PET tracer exploits new way to characterize dementia

An early human trial with a new PET radiotracer has found that Alzheimer's disease and vascular dementia both lead to substantial losses of nicotinic acetylcholine receptors in the cerebral cortex. The study from Germany suggests similarities in the pathogenesis of the two diseases relating to the cholinergic system.

Dr. Osama Sabri, chair of nuclear medicine, and colleagues at the University of Leipzig discovered an overlapping relationship using fluorine-18 F-A85380 PET to examine differences in nicotinic acetylcholine receptor availability in the brains of 17 Alzheimer's disease patients and four patients with vascular dementia.

Ten cognitively normal adults were imaged as experimental controls.

As abundant receptors in the normal brain, nicotinic acetylcholine receptors play a role in attention, memory, and cognition as well as cigarette addiction. Nicotine readily binds to nAChRs, as illustrated by up to a 44% decline in F-A85380 uptake after a normal subject smoked one cigarette, said Dr. Kai Kendziorra, a nuclear medicine resident who presented the study's results at the 2006 Society of Nuclear Medicine meeting.

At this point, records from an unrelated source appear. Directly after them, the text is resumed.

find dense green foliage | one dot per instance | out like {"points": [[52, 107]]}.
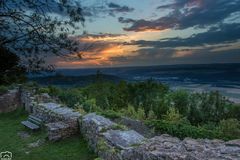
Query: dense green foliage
{"points": [[71, 148], [179, 113]]}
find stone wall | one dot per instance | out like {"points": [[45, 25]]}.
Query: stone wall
{"points": [[61, 122], [9, 101], [112, 141]]}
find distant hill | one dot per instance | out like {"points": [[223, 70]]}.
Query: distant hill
{"points": [[62, 80]]}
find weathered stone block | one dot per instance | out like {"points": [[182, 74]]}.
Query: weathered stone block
{"points": [[123, 139]]}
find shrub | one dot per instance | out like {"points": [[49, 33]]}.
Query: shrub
{"points": [[54, 91], [151, 115], [3, 89], [110, 114], [173, 115], [130, 112], [89, 105], [43, 90], [71, 97], [182, 130], [230, 127], [140, 114], [180, 100]]}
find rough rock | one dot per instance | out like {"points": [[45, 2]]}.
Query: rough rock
{"points": [[136, 125], [91, 125], [9, 101], [167, 147], [36, 144], [123, 139], [58, 130], [23, 134]]}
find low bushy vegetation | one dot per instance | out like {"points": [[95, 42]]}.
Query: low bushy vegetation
{"points": [[179, 113]]}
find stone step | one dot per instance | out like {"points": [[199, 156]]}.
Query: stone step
{"points": [[30, 125]]}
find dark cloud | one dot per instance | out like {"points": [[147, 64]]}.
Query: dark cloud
{"points": [[185, 14], [156, 56], [117, 8], [126, 20], [225, 33], [106, 9]]}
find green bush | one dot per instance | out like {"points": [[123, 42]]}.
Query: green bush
{"points": [[172, 115], [3, 89], [71, 97], [182, 130], [230, 127], [43, 90]]}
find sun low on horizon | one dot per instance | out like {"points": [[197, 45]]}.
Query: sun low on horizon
{"points": [[156, 32]]}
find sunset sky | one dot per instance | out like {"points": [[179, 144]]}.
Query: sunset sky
{"points": [[157, 32]]}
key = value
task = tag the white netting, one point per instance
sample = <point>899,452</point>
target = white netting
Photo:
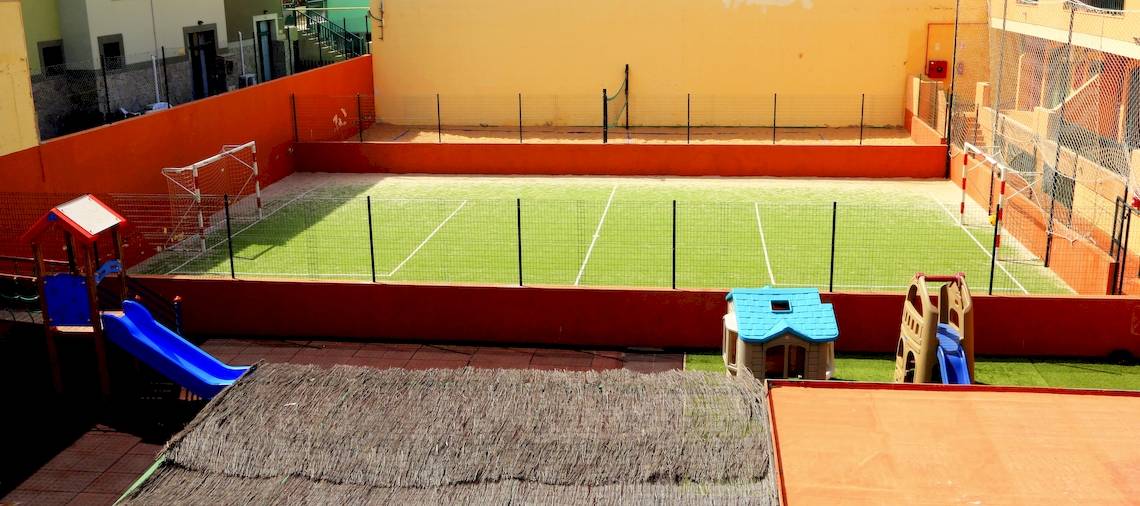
<point>197,194</point>
<point>1059,112</point>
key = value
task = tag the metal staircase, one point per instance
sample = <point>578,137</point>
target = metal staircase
<point>333,42</point>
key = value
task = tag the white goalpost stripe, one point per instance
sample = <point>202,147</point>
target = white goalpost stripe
<point>975,239</point>
<point>597,231</point>
<point>424,242</point>
<point>767,260</point>
<point>246,227</point>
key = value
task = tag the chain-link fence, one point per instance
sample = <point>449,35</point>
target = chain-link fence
<point>1057,117</point>
<point>703,244</point>
<point>852,119</point>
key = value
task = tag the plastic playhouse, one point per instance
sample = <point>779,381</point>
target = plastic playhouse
<point>936,339</point>
<point>780,333</point>
<point>71,303</point>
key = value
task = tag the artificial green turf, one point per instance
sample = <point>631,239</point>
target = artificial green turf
<point>469,230</point>
<point>1060,373</point>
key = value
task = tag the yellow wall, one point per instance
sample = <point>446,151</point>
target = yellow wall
<point>731,55</point>
<point>17,111</point>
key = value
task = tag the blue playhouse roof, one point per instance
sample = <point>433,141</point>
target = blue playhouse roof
<point>765,313</point>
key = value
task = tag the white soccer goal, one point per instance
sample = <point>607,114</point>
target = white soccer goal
<point>198,192</point>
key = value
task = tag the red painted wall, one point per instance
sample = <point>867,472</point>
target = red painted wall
<point>616,317</point>
<point>127,156</point>
<point>625,160</point>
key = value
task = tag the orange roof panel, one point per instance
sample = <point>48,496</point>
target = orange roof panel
<point>936,445</point>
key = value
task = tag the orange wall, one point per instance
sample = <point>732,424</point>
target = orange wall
<point>615,317</point>
<point>625,160</point>
<point>1082,266</point>
<point>127,156</point>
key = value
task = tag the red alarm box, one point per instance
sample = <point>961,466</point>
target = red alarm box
<point>936,68</point>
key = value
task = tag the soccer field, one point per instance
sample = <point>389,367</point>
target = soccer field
<point>610,231</point>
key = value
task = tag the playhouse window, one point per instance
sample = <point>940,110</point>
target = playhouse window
<point>797,361</point>
<point>774,361</point>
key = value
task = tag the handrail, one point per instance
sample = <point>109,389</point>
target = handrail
<point>350,43</point>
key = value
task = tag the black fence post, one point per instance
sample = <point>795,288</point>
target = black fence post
<point>1124,252</point>
<point>518,228</point>
<point>165,80</point>
<point>773,117</point>
<point>605,116</point>
<point>627,98</point>
<point>229,238</point>
<point>359,119</point>
<point>296,135</point>
<point>831,275</point>
<point>862,117</point>
<point>177,304</point>
<point>106,90</point>
<point>674,244</point>
<point>689,117</point>
<point>372,241</point>
<point>993,251</point>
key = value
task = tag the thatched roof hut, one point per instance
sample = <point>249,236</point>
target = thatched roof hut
<point>306,434</point>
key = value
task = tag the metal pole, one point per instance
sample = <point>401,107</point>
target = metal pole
<point>372,241</point>
<point>296,135</point>
<point>154,70</point>
<point>165,80</point>
<point>359,119</point>
<point>1124,250</point>
<point>605,116</point>
<point>1057,158</point>
<point>831,275</point>
<point>106,89</point>
<point>674,244</point>
<point>627,98</point>
<point>953,86</point>
<point>862,117</point>
<point>229,238</point>
<point>241,50</point>
<point>689,117</point>
<point>773,117</point>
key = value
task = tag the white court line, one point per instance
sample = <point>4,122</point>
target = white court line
<point>967,231</point>
<point>764,243</point>
<point>597,231</point>
<point>424,242</point>
<point>246,227</point>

By focusing on nAChRs, F-18 F-A85380 may offer a new approach to dementia diagnosis. MR imaging, combined with a clinical and neurophysiological assessment, diagnoses vascular dementia. F-18 FDG-PET metabolic measurement of neuronal viability is the preferred method for diagnosing Alzheimer's disease. Experimental carbon-11 polyisobutylene (PIB) and F-18 FDDNP-PET focus on the amyloid plaque and neurofibrillary tangles associated with Alzheimer's disease.

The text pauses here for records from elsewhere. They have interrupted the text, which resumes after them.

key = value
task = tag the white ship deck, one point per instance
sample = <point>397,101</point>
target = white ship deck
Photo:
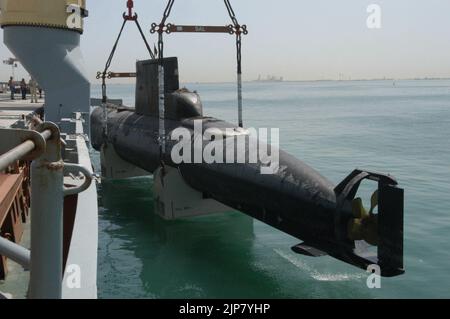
<point>83,244</point>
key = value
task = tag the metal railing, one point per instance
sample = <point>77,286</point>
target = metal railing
<point>45,257</point>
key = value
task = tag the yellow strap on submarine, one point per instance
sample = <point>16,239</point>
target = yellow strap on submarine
<point>61,14</point>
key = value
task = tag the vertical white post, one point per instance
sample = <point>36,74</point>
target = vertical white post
<point>47,223</point>
<point>162,115</point>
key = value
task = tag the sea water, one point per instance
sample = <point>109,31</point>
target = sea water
<point>400,128</point>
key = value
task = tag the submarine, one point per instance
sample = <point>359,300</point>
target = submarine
<point>295,199</point>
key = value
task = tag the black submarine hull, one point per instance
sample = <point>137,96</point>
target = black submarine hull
<point>295,199</point>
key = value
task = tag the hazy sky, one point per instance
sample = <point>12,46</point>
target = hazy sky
<point>297,39</point>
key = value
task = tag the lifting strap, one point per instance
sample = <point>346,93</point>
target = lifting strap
<point>105,74</point>
<point>234,28</point>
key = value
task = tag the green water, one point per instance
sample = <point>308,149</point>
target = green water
<point>335,127</point>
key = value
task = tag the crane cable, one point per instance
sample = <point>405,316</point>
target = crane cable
<point>126,17</point>
<point>236,28</point>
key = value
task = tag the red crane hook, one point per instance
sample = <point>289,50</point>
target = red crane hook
<point>130,16</point>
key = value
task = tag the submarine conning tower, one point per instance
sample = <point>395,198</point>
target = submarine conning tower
<point>45,36</point>
<point>178,103</point>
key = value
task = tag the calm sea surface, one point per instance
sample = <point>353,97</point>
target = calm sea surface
<point>335,127</point>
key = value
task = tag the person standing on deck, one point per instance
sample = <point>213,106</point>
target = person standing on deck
<point>33,90</point>
<point>23,89</point>
<point>11,87</point>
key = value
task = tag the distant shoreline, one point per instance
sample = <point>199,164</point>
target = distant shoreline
<point>304,81</point>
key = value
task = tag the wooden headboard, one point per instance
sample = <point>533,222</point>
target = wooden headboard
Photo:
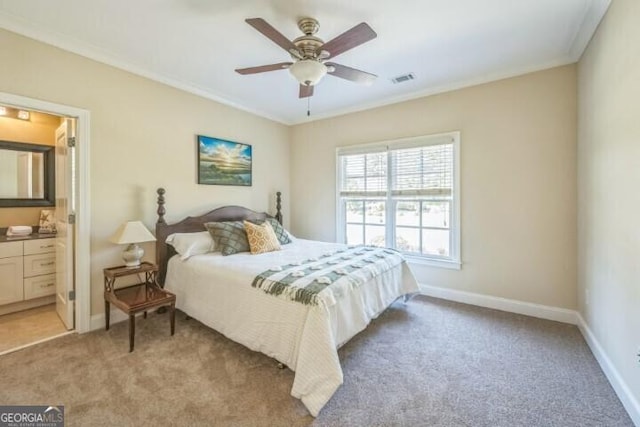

The Leipzig pilot study found that Alzheimer's disease, vascular dementia, and mixed forms of the two conditions can all be characterized by a reduction in the availability of a4b2 subtype nicotinic receptors in the cortex, Kendziorra said. Receptor loss in the periventricular white matter was most pronounced, however, among vascular dementia patients, where a statistically significant deficit of more than 4.2 nicotinic receptors was measured. Neither pure Alzheimer's disease nor mixed Alzheimer's disease/vascular dementia showed significant reductions.

"Our results are preliminary, but one might speculate that F-A85380 may be able to image axonal integrity and thus differentiate between AD and vascular dementia," Kendziorra said.

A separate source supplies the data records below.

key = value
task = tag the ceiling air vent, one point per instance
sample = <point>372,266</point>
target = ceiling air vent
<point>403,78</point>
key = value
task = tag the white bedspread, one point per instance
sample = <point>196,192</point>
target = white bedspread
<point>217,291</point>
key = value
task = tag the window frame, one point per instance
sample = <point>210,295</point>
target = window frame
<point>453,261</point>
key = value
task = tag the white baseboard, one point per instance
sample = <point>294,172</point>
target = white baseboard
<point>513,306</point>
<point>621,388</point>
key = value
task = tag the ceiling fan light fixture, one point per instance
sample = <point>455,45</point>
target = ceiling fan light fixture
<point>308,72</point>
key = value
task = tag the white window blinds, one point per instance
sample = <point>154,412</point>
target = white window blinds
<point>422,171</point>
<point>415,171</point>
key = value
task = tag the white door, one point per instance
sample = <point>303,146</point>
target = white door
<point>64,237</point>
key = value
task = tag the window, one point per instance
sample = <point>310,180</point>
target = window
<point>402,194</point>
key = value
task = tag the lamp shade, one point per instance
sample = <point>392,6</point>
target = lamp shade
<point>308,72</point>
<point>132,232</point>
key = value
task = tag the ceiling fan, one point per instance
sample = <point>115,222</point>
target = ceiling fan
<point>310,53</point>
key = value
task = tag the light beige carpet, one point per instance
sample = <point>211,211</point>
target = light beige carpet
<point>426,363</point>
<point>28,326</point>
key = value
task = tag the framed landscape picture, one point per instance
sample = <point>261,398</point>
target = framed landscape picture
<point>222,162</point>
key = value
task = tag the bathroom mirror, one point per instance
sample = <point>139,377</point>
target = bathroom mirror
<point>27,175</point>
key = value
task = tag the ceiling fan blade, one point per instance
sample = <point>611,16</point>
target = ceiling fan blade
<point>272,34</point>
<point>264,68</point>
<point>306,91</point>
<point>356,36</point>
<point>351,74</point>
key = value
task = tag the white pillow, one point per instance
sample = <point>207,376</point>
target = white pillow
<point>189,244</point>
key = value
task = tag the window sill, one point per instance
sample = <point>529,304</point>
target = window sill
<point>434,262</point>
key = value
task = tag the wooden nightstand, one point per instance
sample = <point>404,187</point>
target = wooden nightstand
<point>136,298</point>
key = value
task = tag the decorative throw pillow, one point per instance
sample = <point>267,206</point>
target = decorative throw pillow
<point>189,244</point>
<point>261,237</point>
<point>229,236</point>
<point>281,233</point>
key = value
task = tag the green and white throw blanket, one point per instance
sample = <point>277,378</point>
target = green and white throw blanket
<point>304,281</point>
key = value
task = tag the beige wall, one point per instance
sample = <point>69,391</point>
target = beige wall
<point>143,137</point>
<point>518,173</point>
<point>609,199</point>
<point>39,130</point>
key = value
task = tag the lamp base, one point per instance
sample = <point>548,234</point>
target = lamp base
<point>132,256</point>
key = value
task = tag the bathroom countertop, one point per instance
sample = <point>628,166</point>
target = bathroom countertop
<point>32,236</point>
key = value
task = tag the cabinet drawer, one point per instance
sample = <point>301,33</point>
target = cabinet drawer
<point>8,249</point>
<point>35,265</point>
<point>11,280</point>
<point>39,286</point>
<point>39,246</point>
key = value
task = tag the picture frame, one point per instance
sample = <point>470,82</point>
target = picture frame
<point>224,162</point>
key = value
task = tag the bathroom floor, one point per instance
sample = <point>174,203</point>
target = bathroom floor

The preliminary results also pointed to an overlapping relationship between Alzheimer's disease and vascular dementia, Sabri said. Mixed dementia involving a measurable, though not statistically significant, decline in a4b2 subtype nicotinic receptor availability in the periventricular matter was observed in four patients.

In most cases, there could be a type of dementia in which a vascular factor might play a role, Sabri said.